Ebenso sei es dringend notwendig, dass die Stadt Initiativen ergreife, um die ärztliche Versorgung zu verbessern. Denn: „Es ist nicht hinnehmbar, dass wir als Bürgerinnen und Bürger auf eine Facharztbehandlung Wochen, manchmal auch Monate warten müssen“, so Thyen. Vor allem müssten Anreize geschaffen werden, damit Mediziner sich in der Stadt niederlassen.
Darüber hinaus fordern die Grünen eine Klärung der Verhältnisse rund ums Klettgau-Carré in Tiengen ein, das in der jetzigen Form alles andere als einladend wirke.
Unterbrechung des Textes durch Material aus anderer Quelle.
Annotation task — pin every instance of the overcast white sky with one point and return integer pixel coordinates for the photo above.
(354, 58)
Und auch in Sachen sozialer Wohnungsbau sei dringender Handlungsbedarf.
SPD: „Mehr Tempo bei Sanierungsprogrammen“
In Vertretung von Fraktionssprecherin Claudia Hecht, gab Vize Dieter Flügel zu bedenken, dass die Stadt erstmals 2,25 Millionen Euro für die Heizung der städtischen Immobilien im Haushalt eingeplant habe. Immer wieder müsse höheren Kosten zugestimmt werden, weil Ausschreibungen nicht die gewünschten Ergebnisse brächten.

Vor allem appellierte er, das Sanierungsprogramm für Tiengen voran zu treiben, ehe die Förderzeiträume erschöpft seien. Ebenso müsse die Stadt deutlich mehr Anstrengungen in die Steigerung ihrer touristischen Attraktivität investieren und in die Barrierefreiheit des ÖPNV stecken, wobei die Bemühungen um den Ausbau des Radwegenetzes durchaus vorbildlich seien, so Flügel.
CDU: „Aufbruchstimmung nutzen, aber Handbremse anlegen“
Philipp Studinger appellierte indes namens der CDU-Fraktion, den Blick nach vorn zu richten. Nach allen Herausforderungen und Rückschlägen des zurückliegenden Jahres, gelte es, die im Bauamt entstandene Aufbruchstimmung zu nutzen, wenngleich „wir mit der Handbremse rangehen müssen, damit wir alle zusammen keinen Schiffbruch erleiden.“

Und unterm Strich stehen auch 18 Millionen Euro Investitionen: „Das ist ambitioniert, es ist aber kein Luxus dabei, sondern es sind zum Teil dringend notwendige Pflichtaufgaben.“ Vor allem müsse es aber Ziel sein, dass die Stadt nach turbulenten Zeiten „in ruhigere Gewässer fährt“, so Studinger.